Рассказывает Иван КовыльБобыль, газетный журналист:
«…19 декабря, в 11 утра, был произведен осмотр трупа, перенесенного на береговой откос, который производился с мельчайшими подробностями. Карманы платья осмотру подвергнуты не были… с прибытием прокурора следственной палаты Завадского и судебного следователя по особо важным делам Середы все присутствующие направились в один из домов участка Атаманова, где приступили к составлению подробного акта, значительная часть данных для которого была дана прибывшим по вызову полицейским врачом. Из осмотра трупа видно, что по Распутину было нанесено три огнестрельных раны, из которых одна в голову, другая в грудь и третья в бок. Шуба не была одета на трупе, он был просто обернут в нее, причем был еще обмотан довольно широким куском сукна темного цвета длиною около трех аршин. Кроме шубы на трупе была одета длинная русская рубаха с красивой вышивкой и синеватого цвета брюки и сапоги без калош».
Рассказывает Матрена Распутина, дочь убитого:
«…тело отца нашли во льду. Он был сброшен в полынью, в открытое место. Может быть, убийцы думали, что тело снесет в залив, где он затеряется навсегда. Судьбе же было угодно, чтобы тело застряло среди льда…

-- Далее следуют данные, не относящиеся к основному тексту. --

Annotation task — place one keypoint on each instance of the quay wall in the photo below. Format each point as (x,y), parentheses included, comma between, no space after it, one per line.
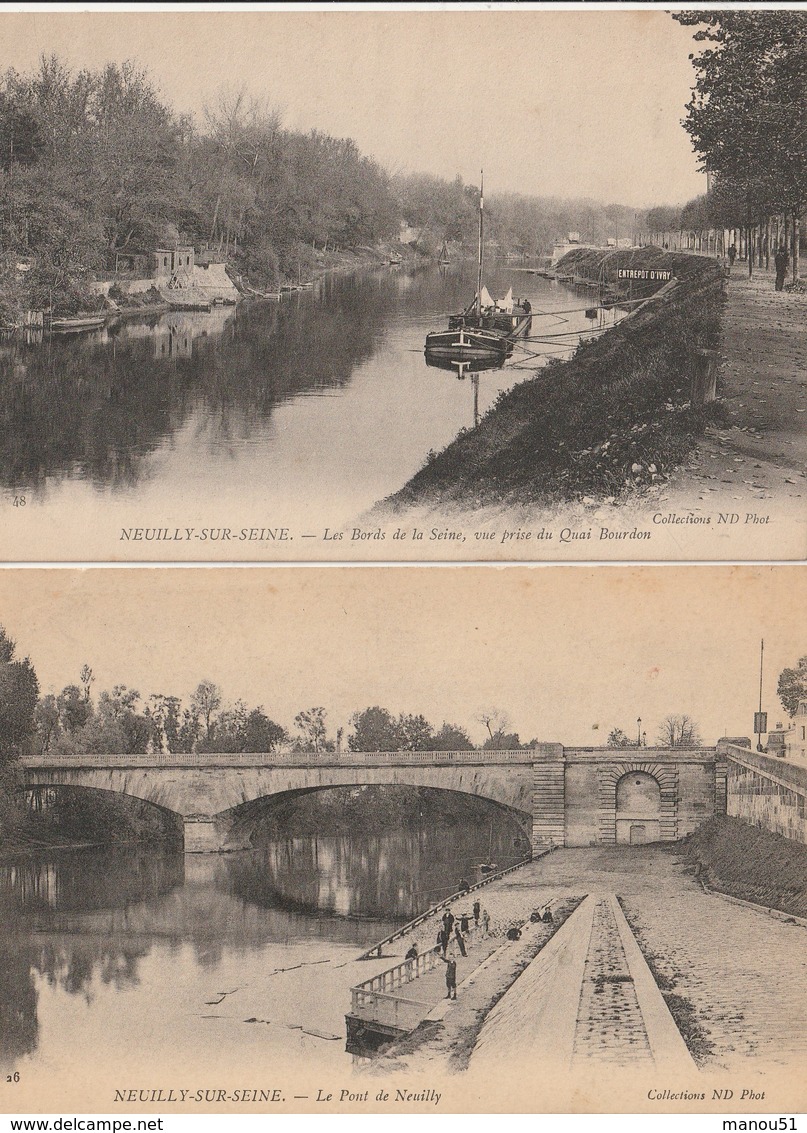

Меня и Варю привели к телу для опознания. Полицейские жалели нас, утешали. Бедный отец! Мы увидели, что ноги и руки были скручены веревкой, тело все окаменело от холода. Какие же страшные страдания он перенес! Череп был продавлен, лицо искромсано, волосы все спеклись от крови, выбитый глаз висел над щекой. А его лицо! Лицо… это лицо, сколько лет прошло, а я не могу говорить об этом без ужаса. Полицейские нас успокаивали, говорили, что лицо отца изрезал лед, но я внутренне чувствовала, что это не так, что это неправда».
Из дневника Николая Второго:
«…в девять часов подъехали к полю, где присутствовали при грустной картине — гроб с телом незабвенного Григория, убитого в ночь на 17 декабря извергами в доме Юсупова, стоял, уже опущенный в могилу. Отец Васильев отслужил литию, после чего мы вернулись домой».
Василий Алексеевич Маклаков не дремал. Во время убийства он был в Москве. Получив от Пуришкевича условную телеграмму «Когда приезжаете?», что означало «Распутин убит», он немедленно устремился в столицу. Еще в дороге узнал, что история вышла громкая и кровавая. Случилось как раз то, от чего заклинал убийц знаменитый адвокат. Василий Маклаков, и как юрист, и как политик, и как человек очень разумный, был твердо убежден в нежелательности судебного процесса над убийцами. Он и Юсупову настоятельно говорил, что«в настоящей политической обстановке ставить процесс о Распутине невозможно и нежелательно». И потому по возвращении из Москвы он немедленно нанес несколько визитов, чтобы установить перспективу вероятности судебного разбирательства. Первая встреча его была с вице-директором первого департамента министерства юстиции. Вице-директор сообщил коллеге, что убийцы известны, вина доказана что перед прокурором, ведущим дело, министром юстиции поставлена задача найти как можно меньше улик против убийц. На вопрос о судебных перспективах собеседник Маклакова не задумываясь ответил так: «Какому суду это подсудно? По принципам судопроизводства, сообщники должны непременно судиться в одном и том же суде. А по учреждению императорской фамилии Великие князья подсудны только одному государю. Наш закон не предусмотрел сообщничества великих князей и простых смертных». Итак, выходило, что по причинам юридическим и формальным преступники не подлежали обычному суду. Участие Дмитрия Павловича передавало их судьбу в руки самого императора. Маклаков вздохнул с облегчением. Что бы ни предпринял сейчас Николай Романов, все будет играть против него.